# Call tokenizer for bert model tokenizer = ppnlp.transformers.BertTokenizer.from_pretrained('bert-base-chinese') inputs_1 = tokenizer('What a nice day today') print(inputs_1) inputs_2 = tokenizer('Will it rain tomorrow') print(inputs_2)
Call the bert pre training word segmentation tool. The bert base Chinese here, combined with the paper, should be the Chinese version of bert base.
The main work of tokenizer should be text vectorization, that is, convert each word in Chinese sentence into its corresponding digital code, so that the machine can understand it.
From the output result, the first id must be 101, the last id must be 102, and the remaining IDS correspond to a single Chinese character respectively. Comparing the two output results, it can be found that the digital code corresponding to "day" is 1921, which is fixed and will not change due to input.
# Output the first 10 samples of the training set for idx, example in enumerate(train_ds): if idx < 10: print(example)
enumerate here is a built-in function of python, which is used to combine a traversable data object (such as list, tuple or string) into an index sequence, and list data and data subscripts at the same time. It is generally used in the for loop. See
Python enumerate() function - rookie tutorial (runoob.com)https://www.runoob.com/python/python-func-enumerate.html This code is to output the first 10 samples in the training set and see the contents.
It can be found that the samples in the training set do not have qid, and the text is the evaluation of something. A label of 1 means that the text is a positive evaluation, and 0 means that the text is a negative evaluation.
# Super parameter EPOCHS = 10 # Number of rounds of training BATCH_SIZE = 8 # Batch size MAX_LEN = 300 # Maximum text length LR = 1e-5 # Learning rate WARMUP_STEPS = 100 # Warm up steps T_TOTAL = 1000 # General steps
Here are some parameters defined. I'm not very clear about the specific purpose.

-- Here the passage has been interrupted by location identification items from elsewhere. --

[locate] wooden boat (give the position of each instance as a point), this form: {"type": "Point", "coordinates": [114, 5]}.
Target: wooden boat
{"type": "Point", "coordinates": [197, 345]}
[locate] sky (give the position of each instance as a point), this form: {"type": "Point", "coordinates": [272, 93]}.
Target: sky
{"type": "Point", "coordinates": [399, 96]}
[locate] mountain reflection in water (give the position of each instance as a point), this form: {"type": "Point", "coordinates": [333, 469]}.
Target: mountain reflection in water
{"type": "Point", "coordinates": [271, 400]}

# Convert the text content into the token id required by the model def convert_example(example, tokenizer, max_seq_length=512, is_test=False): """ Builds model inputs from a sequence or a pair of sequence for sequence classification tasks by concatenating and adding special tokens. And creates a mask from the two sequences passed to be used in a sequence-pair classification task. """ encoded_inputs = tokenizer(text=example["text"], max_seq_len=max_seq_length) input_ids = encoded_inputs["input_ids"] token_type_ids = encoded_inputs["token_type_ids"] if not is_test: label = np.array([example["label"]], dtype="int64") return input_ids, token_type_ids, label else: return input_ids, token_type_ids
For the understanding of this code, refer to the following document link
PaddleNLP Transformer API - PaddleNLP documentationhttps://paddlenlp.readthedocs.io/zh/latest/model_zoo/transformers.html?highlight=convert_example#id2Builds model inputs from a sequence or a pair of sequence for sequence classification tasks by concatenating and adding special tokens. And creates a mask from the two sequences passed to be used in a sequence-pair classification task.
This passage roughly means to build a model for sequence classification task from sequences or sequence pairs by connecting and adding special tags. And create a mask from the two sequences passed for the sequence pair classification task.
The tokenizer passed in by the function here should be the tokenizer, Max, introduced in Cell 3_ seq_ Len is the maximum sentence length that the word splitter can receive, input_ids is the digital code corresponding to Chinese characters, token_type_ids doesn't know what it means yet.
is_test is used to distinguish whether it is a test set. If not, an additional sample label will be returned.